Trapp ground his teeth together. The odds were clear—and they were stacked in his opponent’s favor. There were at least five of them, and only one of him. The math simply did not compute. Whether he liked it or not, he would be forced to play this man’s game. At least until he could figure out a way to change the rules.
“Here is how this situation will play out,” the voice said. “My men and I are going to leave quietly. You are going to enter this hotel suite, and stay there until we do so. If you do exactly as I say, none of us have to die. If you try anything, both of you will.”
“Why the hell would I agree to that?” Trapp growled.
“Simple,” the voice replied. “You do what I say, or the bitch dies.”
12
The next few moments played out like a twisted ballet recital. Six men, weapons drawn, circled each other in the darkness, each knowing a single misstep might cost him his life. The shooters moved to a soundtrack of ragged breaths and hushed footsteps, swallowed up by the thick carpeting underfoot. Trapp’s boot knocked a bullet casing against the wall, and for a second every man froze, weapons shivering in the gloom.
Trapp wondered whether this was how he would
go out, his body riddled by weapons far superior to his own. He was all too aware that his pistol was a poor cousin to the battlefield weapons these shooters carried. In the darkness, it was hard to make out the precise model, though Trapp noticed a cylindrical magazine slung underneath the barrel.
The weapon was unusual. Perhaps of Russian design, and not used by any major country’s armed forces—at least none Trapp’s adrenaline-suffused mind could think of. But he couldn’t focus on the detail. He had to concentrate on not getting himself killed. And the calculus was simple. In the time it would take him to loose a single round, they could fire a dozen. He simply could not afford to turn this into a pissing contest, since it was most assuredly one he would lose.
The moment passed.
Trust was, if not regained, then at least not shattered. The dance resumed. The man Trapp had been talking to, the one he took to be the leader, stepped out of Alstyne’s hotel suite, cradling Ikeda’s body like it weighed nothing. She was slumped in a ragdoll fashion, head lolling against her chest. Trapp’s heart stopped pumping, and then a wave of adrenaline dumped into his system, corralling his rational brain, and unleashing a primal, predatory instinct to protect one of his own.

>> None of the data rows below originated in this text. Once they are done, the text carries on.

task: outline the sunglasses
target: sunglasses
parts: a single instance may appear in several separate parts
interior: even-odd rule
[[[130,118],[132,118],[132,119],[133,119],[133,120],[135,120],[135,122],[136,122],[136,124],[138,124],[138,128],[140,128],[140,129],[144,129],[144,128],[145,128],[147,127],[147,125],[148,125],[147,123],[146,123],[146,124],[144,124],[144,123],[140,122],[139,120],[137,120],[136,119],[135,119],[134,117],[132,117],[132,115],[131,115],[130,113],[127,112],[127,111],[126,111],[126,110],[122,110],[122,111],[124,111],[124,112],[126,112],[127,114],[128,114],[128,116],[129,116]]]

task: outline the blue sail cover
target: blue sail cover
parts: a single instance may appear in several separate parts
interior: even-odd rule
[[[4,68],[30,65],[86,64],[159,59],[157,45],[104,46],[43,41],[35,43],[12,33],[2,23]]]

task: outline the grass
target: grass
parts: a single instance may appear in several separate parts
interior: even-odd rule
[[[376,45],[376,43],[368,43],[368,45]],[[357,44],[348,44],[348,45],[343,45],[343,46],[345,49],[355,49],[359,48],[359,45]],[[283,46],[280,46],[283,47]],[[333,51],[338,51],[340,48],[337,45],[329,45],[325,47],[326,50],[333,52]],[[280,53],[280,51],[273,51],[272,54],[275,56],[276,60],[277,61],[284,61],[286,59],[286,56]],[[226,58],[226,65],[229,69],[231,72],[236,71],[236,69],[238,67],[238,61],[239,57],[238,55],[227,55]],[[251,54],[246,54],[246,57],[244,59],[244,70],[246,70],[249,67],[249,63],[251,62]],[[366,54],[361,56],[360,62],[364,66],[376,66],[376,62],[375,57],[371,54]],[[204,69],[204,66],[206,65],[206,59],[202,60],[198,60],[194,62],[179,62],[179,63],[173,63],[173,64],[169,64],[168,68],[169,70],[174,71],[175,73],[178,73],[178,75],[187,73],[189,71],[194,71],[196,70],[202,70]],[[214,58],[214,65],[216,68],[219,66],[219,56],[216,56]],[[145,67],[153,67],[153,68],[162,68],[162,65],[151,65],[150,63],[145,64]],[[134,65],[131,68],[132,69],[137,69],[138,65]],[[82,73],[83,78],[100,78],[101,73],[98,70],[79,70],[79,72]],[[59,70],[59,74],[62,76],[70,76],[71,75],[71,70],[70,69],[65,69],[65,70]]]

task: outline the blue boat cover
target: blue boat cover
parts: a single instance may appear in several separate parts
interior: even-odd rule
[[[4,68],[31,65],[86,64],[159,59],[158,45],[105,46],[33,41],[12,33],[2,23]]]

But it was the Makarov pistol held tight against her temple that stopped Trapp from flinging his body into action right then and there. The man opposite him was a pro. That much was obvious. One wrong move, and a lead round would split her head like a watermelon hitting asphalt.
So he froze. He was between a rock and a hard place, and he was all out of explosives with which to blow the rock apart.
“Stay right where you are,” the man said, his accented English cutting through the darkness and sticking in Trapp’s ribs. He glanced backward and grunted a harsh command to his subordinate. The second man emerged from the hotel suite, Emmanuel Alstyne’s unconscious body carried like a sack of laundry over his shoulder.